Foof. Noon. Noonie. Vag. Lady parts. Special place… As a society, we have come up with a whole host of imaginative and descriptive euphamisms for the vagina.
In fact, there’s fear more names for vaginas than there have ever been for the penis. ‘Dick’ and ‘willy’ pretty much seem to suffice, so why is the female equivalent so hard to pin down? And why, oh why, are we so reluctant to use the word vagina?
To demonstrate just how eclectic our terminology is, we’ve rounded up all the names that are used in the GLAMOUR office alone, from the cute, to the amusing, to the downright bizarre.
First up were the more ubiquitous options including foof, noonie, fanny and muff.
Then came the more niche; woo woo, juju, lily and mini.
There were also a fair few comedic nicknames. Vajayjay, special place, pum pum and Mrs Jones were a few of the favourites.
And of course, there were all the names used mainly by lad culture that don’t even warrant mentioning.
It’s not just us, though.

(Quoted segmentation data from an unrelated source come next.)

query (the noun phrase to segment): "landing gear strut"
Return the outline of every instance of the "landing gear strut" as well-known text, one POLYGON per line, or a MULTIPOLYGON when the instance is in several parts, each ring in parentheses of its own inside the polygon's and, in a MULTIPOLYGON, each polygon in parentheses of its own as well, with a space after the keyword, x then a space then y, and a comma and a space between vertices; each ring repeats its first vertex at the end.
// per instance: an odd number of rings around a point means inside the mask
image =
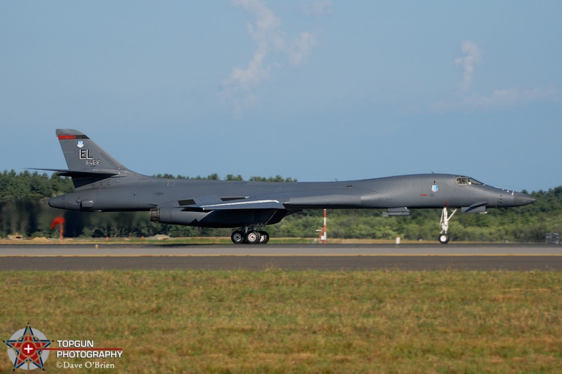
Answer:
POLYGON ((257 226, 246 226, 233 232, 230 239, 235 244, 266 244, 269 241, 269 234, 259 231, 257 226))
POLYGON ((443 211, 441 213, 441 220, 439 222, 439 225, 441 225, 441 232, 439 234, 439 242, 441 244, 447 244, 449 243, 450 238, 449 235, 447 234, 447 230, 449 229, 449 220, 452 218, 455 213, 457 213, 457 209, 453 210, 452 212, 451 212, 451 215, 449 215, 447 207, 443 208, 443 211))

Even the health and wellness industry struggles to use the term ‘vagina’.
Intimate care brand, The Perfect V, is one fine example, not only reducing our vaginas to one single letter in the brand’s name, but also failing to use its full name at any point both on their website or on the packaging, instead opting for “V”, “the triangle area”, and “the V area”. For a brand that has no reservations in creating a range entirely focusing on the upkeep and beautification of the vagina (N.B. your vagina doesn’t need beautifying), the relentless reliance on euphemisms is ironic at best and deplorable at worst.
Can we please just call a vagina, a vagina?